Strong CYP3A4 Inhibitors: Avoid concomitant use until adagrasib concentrations have reached steady state (after ~8 days).
Sensitive CYP3A4 Substrates: Avoid concomitant use with sensitive CYP3A4 substrates.
Sensitive CYP2C9 or CYP2D6 Substrates or P-gp Substrates: Avoid concomitant use with sensitive CYP2C9 or CYP2D6 substrates or P-gp substrates where minimal concentration changes may lead to serious adverse reactions.
Drugs That Prolong QT Interval: Avoid concomitant use with KRAZATI.
Please see Drug Interactions Section of the Full Prescribing Information for additional information.

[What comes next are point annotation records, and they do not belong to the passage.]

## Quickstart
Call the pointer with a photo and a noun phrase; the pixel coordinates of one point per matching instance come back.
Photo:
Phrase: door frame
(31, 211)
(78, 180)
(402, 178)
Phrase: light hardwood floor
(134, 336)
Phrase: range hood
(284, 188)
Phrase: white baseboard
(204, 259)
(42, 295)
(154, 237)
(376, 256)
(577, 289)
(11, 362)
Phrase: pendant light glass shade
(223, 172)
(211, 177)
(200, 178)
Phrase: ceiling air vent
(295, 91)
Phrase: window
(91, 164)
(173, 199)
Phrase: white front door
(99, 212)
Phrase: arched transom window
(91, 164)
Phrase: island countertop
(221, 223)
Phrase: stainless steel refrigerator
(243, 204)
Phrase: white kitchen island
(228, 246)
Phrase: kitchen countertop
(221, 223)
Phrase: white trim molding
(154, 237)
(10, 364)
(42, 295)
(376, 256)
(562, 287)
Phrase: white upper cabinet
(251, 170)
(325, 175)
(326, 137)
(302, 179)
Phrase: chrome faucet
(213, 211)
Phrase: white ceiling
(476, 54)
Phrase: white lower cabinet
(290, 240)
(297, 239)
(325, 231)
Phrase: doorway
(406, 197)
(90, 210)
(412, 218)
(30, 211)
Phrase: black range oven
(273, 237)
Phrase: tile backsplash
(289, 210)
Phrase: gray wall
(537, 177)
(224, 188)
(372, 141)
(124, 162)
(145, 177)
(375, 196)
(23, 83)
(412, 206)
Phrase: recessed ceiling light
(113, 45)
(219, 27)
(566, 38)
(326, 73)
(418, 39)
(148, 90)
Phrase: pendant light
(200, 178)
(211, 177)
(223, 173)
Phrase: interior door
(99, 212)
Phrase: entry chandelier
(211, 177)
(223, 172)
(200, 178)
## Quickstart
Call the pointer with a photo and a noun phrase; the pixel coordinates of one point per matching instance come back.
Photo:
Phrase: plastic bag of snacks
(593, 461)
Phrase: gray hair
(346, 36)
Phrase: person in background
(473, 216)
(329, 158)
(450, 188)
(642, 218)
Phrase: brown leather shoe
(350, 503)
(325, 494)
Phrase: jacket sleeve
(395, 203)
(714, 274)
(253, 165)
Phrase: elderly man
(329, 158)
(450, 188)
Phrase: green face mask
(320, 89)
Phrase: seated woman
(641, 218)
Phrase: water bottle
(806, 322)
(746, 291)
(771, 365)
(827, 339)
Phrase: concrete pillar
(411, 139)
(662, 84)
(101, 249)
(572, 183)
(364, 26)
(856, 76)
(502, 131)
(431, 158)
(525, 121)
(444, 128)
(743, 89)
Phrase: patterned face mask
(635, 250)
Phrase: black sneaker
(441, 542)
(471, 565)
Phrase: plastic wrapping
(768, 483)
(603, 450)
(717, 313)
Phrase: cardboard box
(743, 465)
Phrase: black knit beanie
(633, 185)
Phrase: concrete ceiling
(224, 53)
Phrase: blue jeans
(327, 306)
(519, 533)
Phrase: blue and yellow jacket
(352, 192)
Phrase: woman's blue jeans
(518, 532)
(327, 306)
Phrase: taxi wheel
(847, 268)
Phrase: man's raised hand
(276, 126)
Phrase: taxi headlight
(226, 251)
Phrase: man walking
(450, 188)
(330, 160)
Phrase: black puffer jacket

USE IN SPECIFIC POPULATIONS

Females and Males of Reproductive Potential

Infertility: Based on findings from animal studies, KRAZATI may impair fertility in females and males of reproductive potential.
Lactation

Advise not to breastfeed.
Please see U.S. Full Prescribing Information for KRAZATI

Bristol Myers Squibb: Creating a Better Future for People with Cancer

Bristol Myers Squibb is inspired by a single vision — transforming patients’ lives through science. The goal of the company’s cancer research is to deliver medicines that offer each patient a better, healthier life and to make cure a possibility. Building on a legacy across a broad range of cancers that have changed survival expectations for many, Bristol Myers Squibb researchers are exploring new frontiers in personalized medicine and, through innovative digital platforms, are turning data into insights that sharpen their focus. Deep understanding of causal human biology, cutting-edge capabilities and differentiated research platforms uniquely position the company to approach cancer from every angle.

Cancer can have a relentless grasp on many parts of a patient’s life, and Bristol Myers Squibb is committed to taking actions to address all aspects of care, from diagnosis to survivorship. As a leader in cancer care, Bristol Myers Squibb is working to empower all people with cancer to have a better future.